Since we want the two capacitors to store the same amount of electrical energy, we can set up the following equation:
(1/2) * C0 * V0^2 = (1/2) * Cd * Vd^2
Where V0 is the potential difference across the plates of the empty capacitor and Vd is the potential difference across the plates of the capacitor with a dielectric.
The capacitance of a capacitor is given by the formula:
C = (k * ε0 * A)/d
Where k is the dielectric constant, ε0 is the permittivity of free space, A is the area of the capacitor plates, and d is the distance between the plates.
Since the two capacitors are identical except for the dielectric, their areas and distances are the same. Hence, we can write:
C0 = Cd = (k * ε0 * A)/d
Since we know the value of k (k = 4.2), we can substitute this value into the equation:
C0 = Cd = (4.2 * ε0 * A)/d
Now we can rearrange the initial equation and substitute the value above:
(1/2) * C0 * V0^2 = (1/2) * Cd * Vd^2
(1/2) * [(4.2 * ε0 * A)/d] * V0^2 = (1/2) * [(4.2 * ε0 * A)/d] * Vd^2
Simplifying further:
V0^2 = Vd^2
Taking the square root of both sides:
V0 = Vd
Therefore, the potential difference across the plates of the capacitor filled with a dielectric must be the same as the potential difference across the plates of the empty capacitor in order for them to store the same amount of electrical energy.
To solve this problem, we need to understand the relationship between the capacitance, voltage, and stored energy in a capacitor.
The capacitance of a capacitor is given by the formula C = ε₀ * A / d, where C is the capacitance, ε₀ is the vacuum permittivity, A is the area of the plates, and d is the distance between the plates.

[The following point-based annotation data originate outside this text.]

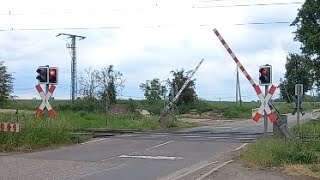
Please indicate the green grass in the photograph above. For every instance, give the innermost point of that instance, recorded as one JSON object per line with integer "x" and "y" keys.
{"x": 269, "y": 152}
{"x": 38, "y": 133}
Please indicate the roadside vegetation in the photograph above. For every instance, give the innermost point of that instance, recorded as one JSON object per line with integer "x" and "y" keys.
{"x": 300, "y": 156}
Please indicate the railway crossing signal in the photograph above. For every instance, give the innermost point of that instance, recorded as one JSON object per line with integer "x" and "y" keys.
{"x": 48, "y": 76}
{"x": 43, "y": 74}
{"x": 265, "y": 79}
{"x": 265, "y": 75}
{"x": 53, "y": 75}
{"x": 45, "y": 101}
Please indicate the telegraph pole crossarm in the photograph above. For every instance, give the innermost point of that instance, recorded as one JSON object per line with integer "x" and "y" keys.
{"x": 73, "y": 63}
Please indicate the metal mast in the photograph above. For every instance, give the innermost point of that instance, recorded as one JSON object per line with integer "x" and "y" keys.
{"x": 73, "y": 63}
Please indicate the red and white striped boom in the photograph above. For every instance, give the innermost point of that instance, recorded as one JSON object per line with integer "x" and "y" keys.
{"x": 264, "y": 99}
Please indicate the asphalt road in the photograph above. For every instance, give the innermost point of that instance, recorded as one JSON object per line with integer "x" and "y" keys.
{"x": 138, "y": 156}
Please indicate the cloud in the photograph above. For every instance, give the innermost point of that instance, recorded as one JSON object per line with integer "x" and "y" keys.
{"x": 152, "y": 40}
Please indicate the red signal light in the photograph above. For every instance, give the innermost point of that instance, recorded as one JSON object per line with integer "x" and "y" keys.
{"x": 53, "y": 72}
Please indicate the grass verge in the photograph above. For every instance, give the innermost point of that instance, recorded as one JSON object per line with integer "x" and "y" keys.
{"x": 295, "y": 157}
{"x": 38, "y": 133}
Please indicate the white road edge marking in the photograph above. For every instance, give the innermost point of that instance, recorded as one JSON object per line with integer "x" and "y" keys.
{"x": 96, "y": 140}
{"x": 93, "y": 173}
{"x": 186, "y": 171}
{"x": 153, "y": 147}
{"x": 151, "y": 157}
{"x": 214, "y": 170}
{"x": 238, "y": 148}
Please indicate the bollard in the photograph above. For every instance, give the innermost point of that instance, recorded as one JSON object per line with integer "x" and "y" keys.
{"x": 276, "y": 130}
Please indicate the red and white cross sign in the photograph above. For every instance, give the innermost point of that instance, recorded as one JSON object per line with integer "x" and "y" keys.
{"x": 45, "y": 101}
{"x": 10, "y": 127}
{"x": 264, "y": 99}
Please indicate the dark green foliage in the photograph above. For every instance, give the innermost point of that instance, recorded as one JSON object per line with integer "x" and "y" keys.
{"x": 278, "y": 152}
{"x": 308, "y": 33}
{"x": 153, "y": 90}
{"x": 188, "y": 95}
{"x": 298, "y": 70}
{"x": 6, "y": 86}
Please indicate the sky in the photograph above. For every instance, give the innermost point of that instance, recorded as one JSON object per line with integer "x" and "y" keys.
{"x": 146, "y": 39}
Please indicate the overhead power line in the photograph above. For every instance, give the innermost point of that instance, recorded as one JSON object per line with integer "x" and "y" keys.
{"x": 12, "y": 13}
{"x": 159, "y": 26}
{"x": 247, "y": 5}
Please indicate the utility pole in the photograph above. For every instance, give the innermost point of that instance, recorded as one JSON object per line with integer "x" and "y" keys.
{"x": 73, "y": 63}
{"x": 238, "y": 92}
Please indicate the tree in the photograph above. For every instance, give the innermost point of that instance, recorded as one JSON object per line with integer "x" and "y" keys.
{"x": 111, "y": 83}
{"x": 153, "y": 90}
{"x": 308, "y": 33}
{"x": 188, "y": 95}
{"x": 104, "y": 85}
{"x": 89, "y": 84}
{"x": 298, "y": 70}
{"x": 308, "y": 27}
{"x": 6, "y": 84}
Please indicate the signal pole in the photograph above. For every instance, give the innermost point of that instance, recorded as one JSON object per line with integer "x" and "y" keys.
{"x": 238, "y": 91}
{"x": 73, "y": 63}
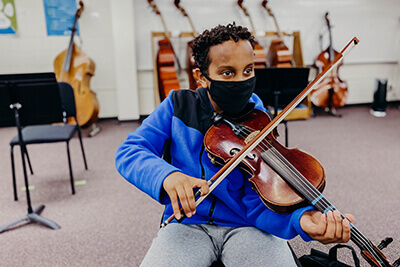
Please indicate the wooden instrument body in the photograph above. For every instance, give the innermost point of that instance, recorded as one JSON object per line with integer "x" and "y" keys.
{"x": 78, "y": 76}
{"x": 190, "y": 65}
{"x": 260, "y": 60}
{"x": 279, "y": 55}
{"x": 222, "y": 144}
{"x": 332, "y": 84}
{"x": 167, "y": 77}
{"x": 332, "y": 91}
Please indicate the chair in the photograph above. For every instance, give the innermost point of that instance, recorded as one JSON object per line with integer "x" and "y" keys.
{"x": 52, "y": 133}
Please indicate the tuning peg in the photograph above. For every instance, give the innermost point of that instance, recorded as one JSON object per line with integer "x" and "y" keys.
{"x": 384, "y": 243}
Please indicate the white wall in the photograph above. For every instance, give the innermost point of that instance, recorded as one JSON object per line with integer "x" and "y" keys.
{"x": 117, "y": 36}
{"x": 107, "y": 38}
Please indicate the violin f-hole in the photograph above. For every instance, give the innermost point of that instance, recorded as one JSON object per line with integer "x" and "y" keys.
{"x": 236, "y": 150}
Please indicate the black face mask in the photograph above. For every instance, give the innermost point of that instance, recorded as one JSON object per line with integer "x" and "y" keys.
{"x": 231, "y": 96}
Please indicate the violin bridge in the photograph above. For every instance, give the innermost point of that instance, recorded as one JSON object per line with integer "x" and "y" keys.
{"x": 250, "y": 137}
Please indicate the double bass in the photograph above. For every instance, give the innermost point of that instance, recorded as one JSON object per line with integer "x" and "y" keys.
{"x": 76, "y": 68}
{"x": 260, "y": 60}
{"x": 278, "y": 54}
{"x": 190, "y": 63}
{"x": 165, "y": 62}
{"x": 332, "y": 92}
{"x": 283, "y": 178}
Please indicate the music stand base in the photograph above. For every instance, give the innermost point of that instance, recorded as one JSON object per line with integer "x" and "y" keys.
{"x": 32, "y": 217}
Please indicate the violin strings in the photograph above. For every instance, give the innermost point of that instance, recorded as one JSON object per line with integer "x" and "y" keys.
{"x": 308, "y": 188}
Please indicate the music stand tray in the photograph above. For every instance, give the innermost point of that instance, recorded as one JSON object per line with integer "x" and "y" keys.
{"x": 28, "y": 99}
{"x": 277, "y": 87}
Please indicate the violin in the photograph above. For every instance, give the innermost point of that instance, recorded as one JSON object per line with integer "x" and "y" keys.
{"x": 278, "y": 54}
{"x": 76, "y": 68}
{"x": 190, "y": 63}
{"x": 166, "y": 58}
{"x": 332, "y": 91}
{"x": 260, "y": 60}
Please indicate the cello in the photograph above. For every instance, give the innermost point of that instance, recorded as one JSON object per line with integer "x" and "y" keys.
{"x": 260, "y": 61}
{"x": 76, "y": 68}
{"x": 190, "y": 63}
{"x": 249, "y": 143}
{"x": 165, "y": 62}
{"x": 278, "y": 54}
{"x": 332, "y": 91}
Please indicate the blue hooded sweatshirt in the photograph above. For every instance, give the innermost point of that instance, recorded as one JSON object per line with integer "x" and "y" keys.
{"x": 182, "y": 119}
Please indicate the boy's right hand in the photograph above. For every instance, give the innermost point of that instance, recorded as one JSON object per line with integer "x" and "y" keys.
{"x": 180, "y": 186}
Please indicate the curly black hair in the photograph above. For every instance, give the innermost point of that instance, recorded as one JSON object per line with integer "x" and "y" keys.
{"x": 215, "y": 36}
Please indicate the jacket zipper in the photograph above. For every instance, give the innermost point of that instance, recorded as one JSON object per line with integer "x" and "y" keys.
{"x": 203, "y": 177}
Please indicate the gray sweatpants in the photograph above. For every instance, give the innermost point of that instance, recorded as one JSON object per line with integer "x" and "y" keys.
{"x": 200, "y": 245}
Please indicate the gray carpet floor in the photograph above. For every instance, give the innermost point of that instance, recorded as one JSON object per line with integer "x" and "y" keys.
{"x": 108, "y": 222}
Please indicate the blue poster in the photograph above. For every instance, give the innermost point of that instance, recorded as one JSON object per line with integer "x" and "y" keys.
{"x": 8, "y": 19}
{"x": 60, "y": 16}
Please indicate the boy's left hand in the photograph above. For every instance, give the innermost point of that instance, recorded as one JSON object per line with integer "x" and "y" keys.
{"x": 326, "y": 228}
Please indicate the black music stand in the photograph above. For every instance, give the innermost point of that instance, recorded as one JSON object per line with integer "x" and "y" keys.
{"x": 29, "y": 99}
{"x": 277, "y": 87}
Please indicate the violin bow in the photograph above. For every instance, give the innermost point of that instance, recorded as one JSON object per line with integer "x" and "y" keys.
{"x": 234, "y": 162}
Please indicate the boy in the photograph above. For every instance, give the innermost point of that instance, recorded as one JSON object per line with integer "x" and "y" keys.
{"x": 232, "y": 224}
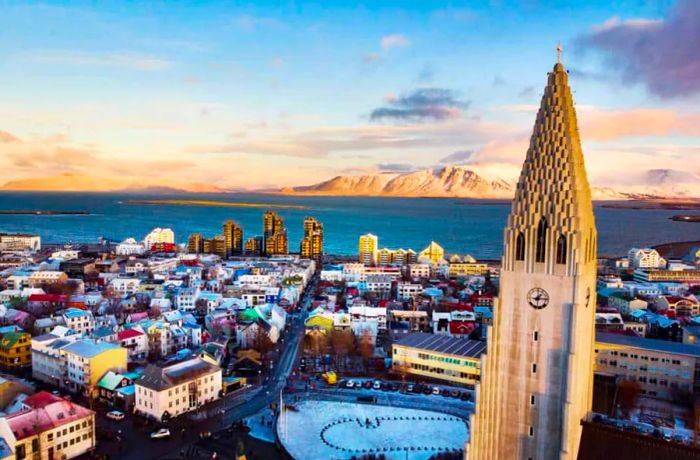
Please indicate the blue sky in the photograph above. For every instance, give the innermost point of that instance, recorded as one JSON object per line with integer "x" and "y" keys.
{"x": 263, "y": 94}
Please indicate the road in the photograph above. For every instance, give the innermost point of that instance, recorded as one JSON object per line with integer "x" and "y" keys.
{"x": 136, "y": 444}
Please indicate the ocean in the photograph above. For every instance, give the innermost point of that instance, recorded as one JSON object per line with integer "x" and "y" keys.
{"x": 459, "y": 225}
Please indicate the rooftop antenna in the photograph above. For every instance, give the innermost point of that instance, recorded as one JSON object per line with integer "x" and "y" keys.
{"x": 559, "y": 51}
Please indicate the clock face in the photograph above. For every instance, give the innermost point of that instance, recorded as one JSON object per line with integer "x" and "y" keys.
{"x": 538, "y": 298}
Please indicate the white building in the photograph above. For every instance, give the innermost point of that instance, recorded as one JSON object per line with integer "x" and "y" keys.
{"x": 159, "y": 235}
{"x": 406, "y": 291}
{"x": 645, "y": 258}
{"x": 125, "y": 286}
{"x": 165, "y": 392}
{"x": 130, "y": 247}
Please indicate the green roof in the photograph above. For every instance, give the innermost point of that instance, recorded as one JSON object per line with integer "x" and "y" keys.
{"x": 9, "y": 339}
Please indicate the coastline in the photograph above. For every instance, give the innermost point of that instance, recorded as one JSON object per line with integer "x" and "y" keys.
{"x": 231, "y": 204}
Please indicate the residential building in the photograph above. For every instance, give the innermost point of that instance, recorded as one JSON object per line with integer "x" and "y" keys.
{"x": 645, "y": 258}
{"x": 433, "y": 253}
{"x": 159, "y": 235}
{"x": 663, "y": 369}
{"x": 88, "y": 360}
{"x": 195, "y": 243}
{"x": 439, "y": 357}
{"x": 15, "y": 350}
{"x": 46, "y": 278}
{"x": 531, "y": 402}
{"x": 20, "y": 242}
{"x": 81, "y": 321}
{"x": 130, "y": 247}
{"x": 165, "y": 392}
{"x": 311, "y": 246}
{"x": 254, "y": 246}
{"x": 52, "y": 428}
{"x": 367, "y": 249}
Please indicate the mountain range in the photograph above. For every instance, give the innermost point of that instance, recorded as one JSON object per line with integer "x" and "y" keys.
{"x": 474, "y": 182}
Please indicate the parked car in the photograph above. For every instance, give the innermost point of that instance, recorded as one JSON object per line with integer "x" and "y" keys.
{"x": 115, "y": 415}
{"x": 161, "y": 434}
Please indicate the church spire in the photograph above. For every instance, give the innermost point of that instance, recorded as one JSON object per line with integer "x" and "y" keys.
{"x": 552, "y": 202}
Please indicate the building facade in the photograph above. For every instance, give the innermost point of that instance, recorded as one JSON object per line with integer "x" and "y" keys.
{"x": 538, "y": 376}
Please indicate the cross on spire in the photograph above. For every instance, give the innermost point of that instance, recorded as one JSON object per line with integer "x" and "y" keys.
{"x": 559, "y": 51}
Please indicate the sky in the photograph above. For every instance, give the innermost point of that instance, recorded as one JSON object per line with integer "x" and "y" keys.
{"x": 273, "y": 94}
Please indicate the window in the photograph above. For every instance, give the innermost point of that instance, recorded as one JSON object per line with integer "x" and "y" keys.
{"x": 520, "y": 247}
{"x": 541, "y": 247}
{"x": 561, "y": 250}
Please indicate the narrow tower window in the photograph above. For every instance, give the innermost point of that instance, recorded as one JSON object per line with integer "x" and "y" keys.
{"x": 541, "y": 247}
{"x": 520, "y": 247}
{"x": 561, "y": 249}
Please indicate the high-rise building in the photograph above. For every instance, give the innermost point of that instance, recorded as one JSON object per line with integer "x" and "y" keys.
{"x": 195, "y": 243}
{"x": 311, "y": 245}
{"x": 233, "y": 234}
{"x": 277, "y": 244}
{"x": 254, "y": 246}
{"x": 368, "y": 247}
{"x": 538, "y": 378}
{"x": 218, "y": 246}
{"x": 274, "y": 234}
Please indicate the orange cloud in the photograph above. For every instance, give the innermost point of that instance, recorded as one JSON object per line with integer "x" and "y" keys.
{"x": 597, "y": 124}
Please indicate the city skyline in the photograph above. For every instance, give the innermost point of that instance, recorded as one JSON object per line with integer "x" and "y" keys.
{"x": 227, "y": 96}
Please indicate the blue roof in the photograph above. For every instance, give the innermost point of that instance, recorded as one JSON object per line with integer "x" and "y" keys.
{"x": 76, "y": 312}
{"x": 90, "y": 348}
{"x": 648, "y": 344}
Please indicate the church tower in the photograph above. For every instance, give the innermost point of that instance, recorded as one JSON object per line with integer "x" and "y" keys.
{"x": 538, "y": 371}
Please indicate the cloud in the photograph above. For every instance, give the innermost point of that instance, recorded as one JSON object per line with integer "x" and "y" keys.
{"x": 395, "y": 167}
{"x": 460, "y": 156}
{"x": 661, "y": 54}
{"x": 122, "y": 60}
{"x": 248, "y": 22}
{"x": 6, "y": 137}
{"x": 395, "y": 41}
{"x": 422, "y": 104}
{"x": 599, "y": 124}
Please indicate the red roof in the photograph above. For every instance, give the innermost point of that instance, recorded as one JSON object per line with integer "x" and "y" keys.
{"x": 128, "y": 334}
{"x": 47, "y": 298}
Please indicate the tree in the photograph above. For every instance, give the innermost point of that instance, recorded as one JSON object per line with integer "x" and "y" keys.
{"x": 628, "y": 392}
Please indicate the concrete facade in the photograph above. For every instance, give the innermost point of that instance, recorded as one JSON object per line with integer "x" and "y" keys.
{"x": 537, "y": 378}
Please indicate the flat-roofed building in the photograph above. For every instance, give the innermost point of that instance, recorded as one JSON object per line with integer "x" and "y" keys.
{"x": 165, "y": 392}
{"x": 440, "y": 357}
{"x": 661, "y": 367}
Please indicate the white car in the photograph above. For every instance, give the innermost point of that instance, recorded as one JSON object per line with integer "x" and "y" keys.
{"x": 161, "y": 434}
{"x": 115, "y": 415}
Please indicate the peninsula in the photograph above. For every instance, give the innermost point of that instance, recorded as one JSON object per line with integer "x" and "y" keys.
{"x": 231, "y": 204}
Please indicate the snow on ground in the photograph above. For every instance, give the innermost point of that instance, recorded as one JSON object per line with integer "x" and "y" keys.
{"x": 339, "y": 430}
{"x": 262, "y": 425}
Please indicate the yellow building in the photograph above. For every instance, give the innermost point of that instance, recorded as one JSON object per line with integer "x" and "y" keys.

The voltage across a capacitor is given by V = Q / C, where V is the voltage, Q is the charge stored on the plates, and C is the capacitance.
The stored energy in a capacitor is given by U = 1/2 * C * V², where U is the stored energy, C is the capacitance, and V is the voltage.
Since the two capacitors are identical in all respects except for the dielectric, the capacitance of both capacitors will be the same.
Let's denote the capacitance of both capacitors as C.
For the empty capacitor:
C₁ = C
For the capacitor filled with the dielectric:
C₂ = k * C
where k is the dielectric constant.
Since the electrical energy stored in the capacitors is the same, we can equate their energies:
1/2 * C₁ * V₁² = 1/2 * C₂ * V₂²
Substituting the values of C₁, C₂, and k into the equation, we get:
1/2 * C * V₁² = 1/2 * (k * C) * V₂²
Simplifying the equation, we find:
V₁² = k * V₂²
Since we know the voltage V₁ (14 V) of the empty capacitor, we can solve for V₂:
14² = k * V₂²
Taking the square root of both sides, we get:
V₂ = sqrt(14² / k)
Substituting the value of k (4.2) into the equation, we finally get the potential difference across the plates of the capacitor filled with the dielectric:
V₂ = sqrt(14² / 4.2) ≈ 7.07 V
Therefore, the potential difference across the plates of the capacitor filled with a dielectric should be approximately 7.07 V in order to store the same amount of electrical energy as the empty capacitor.